5 tips for finishing the school year strong

When you're a teacher, finishing the school year strong is important, but it's not always easy. (Concordia University Ann Arbor)

The end of the school year has a certain energy to it.

In many regions, the weather is becoming warmer, and both students and teachers are craving some much-needed sunshine. As the semester-long fatigue sets in and your students seem a little more fidgety than usual, it’s important to plan a strong finish to the school year.

The end of the school year doesn’t have to be a let-down. Check out these five tips for finishing the school year strong.

5. Understand the needs of your students.

Naturally, you’re thinking about this throughout the entire school year. But, consider the unique needs of your students during the end of the year.
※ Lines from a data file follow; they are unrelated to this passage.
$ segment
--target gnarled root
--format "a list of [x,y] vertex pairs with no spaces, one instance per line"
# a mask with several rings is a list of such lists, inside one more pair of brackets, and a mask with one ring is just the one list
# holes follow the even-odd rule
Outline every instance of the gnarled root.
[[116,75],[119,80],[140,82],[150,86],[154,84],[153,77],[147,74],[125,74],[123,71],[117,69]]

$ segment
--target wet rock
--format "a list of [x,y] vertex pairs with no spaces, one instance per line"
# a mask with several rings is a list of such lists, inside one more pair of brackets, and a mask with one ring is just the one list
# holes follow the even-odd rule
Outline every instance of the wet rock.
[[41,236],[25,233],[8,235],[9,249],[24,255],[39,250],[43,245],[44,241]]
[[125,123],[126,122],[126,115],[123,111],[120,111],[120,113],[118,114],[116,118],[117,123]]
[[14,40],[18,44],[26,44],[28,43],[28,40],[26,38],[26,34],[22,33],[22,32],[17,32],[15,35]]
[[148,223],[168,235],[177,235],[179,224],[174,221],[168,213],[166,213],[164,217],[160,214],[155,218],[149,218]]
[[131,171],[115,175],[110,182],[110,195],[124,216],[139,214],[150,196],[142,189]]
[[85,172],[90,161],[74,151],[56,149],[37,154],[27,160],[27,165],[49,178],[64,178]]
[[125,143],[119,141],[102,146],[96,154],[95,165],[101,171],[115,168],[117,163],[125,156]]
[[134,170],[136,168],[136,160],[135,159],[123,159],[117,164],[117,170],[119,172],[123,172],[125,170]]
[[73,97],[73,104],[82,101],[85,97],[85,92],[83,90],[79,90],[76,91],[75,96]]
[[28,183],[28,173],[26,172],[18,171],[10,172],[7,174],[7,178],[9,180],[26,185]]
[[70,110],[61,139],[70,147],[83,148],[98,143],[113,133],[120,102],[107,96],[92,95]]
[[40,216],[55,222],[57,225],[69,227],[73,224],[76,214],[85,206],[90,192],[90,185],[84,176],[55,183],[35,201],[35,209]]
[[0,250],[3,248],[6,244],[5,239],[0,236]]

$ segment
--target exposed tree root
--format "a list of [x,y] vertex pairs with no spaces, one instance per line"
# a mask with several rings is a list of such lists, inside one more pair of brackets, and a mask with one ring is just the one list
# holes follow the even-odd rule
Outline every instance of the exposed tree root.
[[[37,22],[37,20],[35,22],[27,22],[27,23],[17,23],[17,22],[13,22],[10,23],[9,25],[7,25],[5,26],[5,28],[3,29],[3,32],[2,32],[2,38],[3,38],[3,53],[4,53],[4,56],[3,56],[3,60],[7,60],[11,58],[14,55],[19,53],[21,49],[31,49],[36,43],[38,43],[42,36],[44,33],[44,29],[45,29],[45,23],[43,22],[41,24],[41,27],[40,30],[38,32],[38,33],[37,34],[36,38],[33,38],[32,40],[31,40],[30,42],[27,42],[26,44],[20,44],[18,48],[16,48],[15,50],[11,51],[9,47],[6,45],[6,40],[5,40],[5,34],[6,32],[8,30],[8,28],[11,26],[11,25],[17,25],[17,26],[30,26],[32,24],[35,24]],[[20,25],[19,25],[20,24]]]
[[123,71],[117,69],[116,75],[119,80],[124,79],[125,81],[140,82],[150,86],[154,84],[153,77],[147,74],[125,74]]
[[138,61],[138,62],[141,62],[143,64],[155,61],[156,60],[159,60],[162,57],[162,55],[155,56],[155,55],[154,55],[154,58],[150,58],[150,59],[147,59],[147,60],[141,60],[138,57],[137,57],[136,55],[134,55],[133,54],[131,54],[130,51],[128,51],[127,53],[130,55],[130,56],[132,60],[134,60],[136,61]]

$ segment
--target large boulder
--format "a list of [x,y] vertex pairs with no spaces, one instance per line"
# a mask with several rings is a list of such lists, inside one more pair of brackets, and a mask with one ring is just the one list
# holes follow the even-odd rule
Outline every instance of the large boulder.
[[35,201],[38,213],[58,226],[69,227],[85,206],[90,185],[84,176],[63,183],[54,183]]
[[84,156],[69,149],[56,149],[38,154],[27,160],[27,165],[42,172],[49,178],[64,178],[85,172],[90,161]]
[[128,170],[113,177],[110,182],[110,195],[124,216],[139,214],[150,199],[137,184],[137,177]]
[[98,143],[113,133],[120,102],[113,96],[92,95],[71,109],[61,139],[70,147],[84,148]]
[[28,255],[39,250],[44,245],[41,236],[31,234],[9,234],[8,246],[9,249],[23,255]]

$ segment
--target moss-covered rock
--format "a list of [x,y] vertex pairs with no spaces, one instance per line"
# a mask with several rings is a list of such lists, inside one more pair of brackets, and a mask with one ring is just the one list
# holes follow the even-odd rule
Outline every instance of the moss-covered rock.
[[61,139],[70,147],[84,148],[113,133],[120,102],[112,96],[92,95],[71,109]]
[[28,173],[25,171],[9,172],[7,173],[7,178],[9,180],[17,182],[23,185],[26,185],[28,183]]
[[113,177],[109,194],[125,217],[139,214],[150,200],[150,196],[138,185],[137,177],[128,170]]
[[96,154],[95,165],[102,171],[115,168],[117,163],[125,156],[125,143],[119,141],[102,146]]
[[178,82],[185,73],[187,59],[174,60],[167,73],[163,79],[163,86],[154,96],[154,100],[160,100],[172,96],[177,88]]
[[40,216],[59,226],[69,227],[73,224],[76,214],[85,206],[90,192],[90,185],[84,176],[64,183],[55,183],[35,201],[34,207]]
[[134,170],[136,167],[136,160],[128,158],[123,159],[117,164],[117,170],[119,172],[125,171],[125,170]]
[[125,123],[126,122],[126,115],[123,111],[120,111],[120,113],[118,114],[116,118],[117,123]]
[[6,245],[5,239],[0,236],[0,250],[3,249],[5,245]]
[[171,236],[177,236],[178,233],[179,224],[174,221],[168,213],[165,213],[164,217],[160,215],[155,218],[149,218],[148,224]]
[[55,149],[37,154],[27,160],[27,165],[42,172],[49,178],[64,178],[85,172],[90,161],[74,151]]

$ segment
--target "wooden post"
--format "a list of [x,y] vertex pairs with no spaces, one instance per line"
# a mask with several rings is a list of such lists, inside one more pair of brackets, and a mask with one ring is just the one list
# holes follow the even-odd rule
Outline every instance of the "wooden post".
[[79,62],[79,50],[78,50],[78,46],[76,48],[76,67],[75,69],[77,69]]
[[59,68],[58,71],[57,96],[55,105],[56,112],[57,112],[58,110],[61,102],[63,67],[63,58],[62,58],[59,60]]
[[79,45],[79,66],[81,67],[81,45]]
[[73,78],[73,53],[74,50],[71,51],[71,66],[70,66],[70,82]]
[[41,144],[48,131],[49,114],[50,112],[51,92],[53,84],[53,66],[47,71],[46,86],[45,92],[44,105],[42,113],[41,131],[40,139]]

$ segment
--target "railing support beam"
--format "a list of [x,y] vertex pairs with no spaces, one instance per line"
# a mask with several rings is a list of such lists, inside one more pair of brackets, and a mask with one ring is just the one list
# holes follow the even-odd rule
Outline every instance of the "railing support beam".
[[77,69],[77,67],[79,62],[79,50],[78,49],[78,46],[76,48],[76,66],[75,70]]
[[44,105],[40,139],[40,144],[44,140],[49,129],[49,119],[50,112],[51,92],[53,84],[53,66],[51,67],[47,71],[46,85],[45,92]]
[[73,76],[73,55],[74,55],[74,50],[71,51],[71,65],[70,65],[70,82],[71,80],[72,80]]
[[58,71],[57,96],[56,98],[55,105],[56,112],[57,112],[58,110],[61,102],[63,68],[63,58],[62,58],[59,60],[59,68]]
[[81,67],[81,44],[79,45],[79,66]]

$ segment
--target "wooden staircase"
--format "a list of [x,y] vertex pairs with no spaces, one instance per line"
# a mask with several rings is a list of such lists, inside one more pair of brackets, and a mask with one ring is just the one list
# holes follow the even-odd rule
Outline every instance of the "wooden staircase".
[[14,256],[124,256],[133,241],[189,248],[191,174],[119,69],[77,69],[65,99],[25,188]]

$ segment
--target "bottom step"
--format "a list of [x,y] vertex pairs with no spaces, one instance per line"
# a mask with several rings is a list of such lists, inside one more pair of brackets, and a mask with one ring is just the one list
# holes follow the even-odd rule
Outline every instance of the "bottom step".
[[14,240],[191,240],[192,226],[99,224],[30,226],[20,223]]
When routines are feeling routine

Are your students getting bored with the same routines? This is an opportunity to reinforce why the routine is important. For example, students often neglect to fill out their planners during this time of year. The routine has become stale and your students’ motivation is waning. However, teachers know how quickly one missing assignment can turn into several. Holding fast to this routine is essential, especially at this time of year.

But, on the other hand, there are some routines that can be reevaluated and energized. One example could be how you approach silent reading time. Maybe, your students can be trusted to choose their reading location, or you choose to take your students outside for silent reading. Shaking up the routine can help bring engagement to the important activity of reading.

When students are exhausted

Remember, too, that this time of year can be overwhelming for your students. Their calendars may be busier, and this could be true for their families, as well. There might be times when students need less homework, more reading time, or additional practice on certain objectives. If you’re teaching high school students, be mindful of their exam schedules and co-curricular activities during the spring. Balancing the reality of what your students are experiencing along with what is best for their learning isn’t always easy to figure out. That’s why it’s important to collaborate with your department/team in order to best meet the needs of your students.

4. Celebrate student growth.

How have your students grown this year? Invite your students to reflect on what they’ve learned. There are different approaches to celebrating student growth.

Student portfolios

Some teachers choose to showcase a portfolio of student work. This is most effective if it’s managed by the students. Students select a few artifacts to display that show their growth over the past year or past semester. These artifacts can be general or link to a specific learning objective.

Lists for the win

Another option is for students to create a list of what they’ve learned. Students love lists, and they enjoy being the discerning experts over their subject matter. For example, creating a list compiling “The 10 Most Important Physical Science Concepts” will inspire your students to review older physical science content from earlier in the year and demonstrate that they recall it. The list idea lends itself well to students who love creating posters and/or visual art. Some students might want to give an oral presentation sharing their list, as well.

Year-end mapping

Some teachers find value in year-end mapping with their students. Year-end mapping is a great way to leverage the positive teacher-student relationships. It also allows for personalized learning, summarizing, group learning and graphic organizing. You can have your students break into groups and cover part of the curriculum that you’ve learned. Each group would create a graphic organizer that focuses on their chosen part of the curriculum, and then the groups can each display what they’ve learned all together. This makes for an engaging display of student recall, creativity and overall learning over the past year.

3. Create a plan for continued growth.

As you reflect on student learning and growth over this past year, how can you use this to set up students for future success? If your school and/or district sends home summer work and reading lists, make sure it’s framed around growth and readiness. It’s easy to feel the pressure of achievement gaps, but that puts additional stress on students and their families. Ultimately, you want your students to continue to grow in their love of learning -- and especially reading, over the summer.

Preparing for continued growth often includes organization. Year-end assessments help you know how your students have grown and where they need support. These assessments can be very helpful to their next teacher(s). Additionally, depending on when you give these assessments, you can determine which content you need to review before the end of the year.

2. Cover the most important objectives.

With limited time remaining, it’s important that you cover the most important learning objectives. This might mean analyzing your year plan and intentionally readjusting the last quarter or so of the year. Consider what your students will need to build on next fall, and prioritize accordingly.

1. Prioritize health and wellness.

As the final days of the school year approach, it’s easy for work-life balance to get out of whack. Awards ceremonies, open houses, championship games and meets, graduations, confirmations and warmer weather all combine for a busy schedule. This doesn’t even count spring parent/teacher conferences or grading that needs to be done.

In order to finish strong, it’s important to manage what you can. Try to take care of your physical health: prioritize your sleep schedule, exercise and overall self-care. When things ramp up at school, it can be easy to come home, collapse on the couch and scroll social media until you muster up the energy to get ready for bed. Recognize when you need your quiet/alone time. But also, try to find restful activities that actually recharge you. For some, it could be watching a movie or reading. For others, it could be going for a run or just being outside.

Finishing the school year strong

Finishing the school year strong takes determination. Considering your students’ needs, as well as your own, will help you prioritize what’s most important and what can wait. With a little bit of focus and a lot of grace, you can enjoy the last few months of school.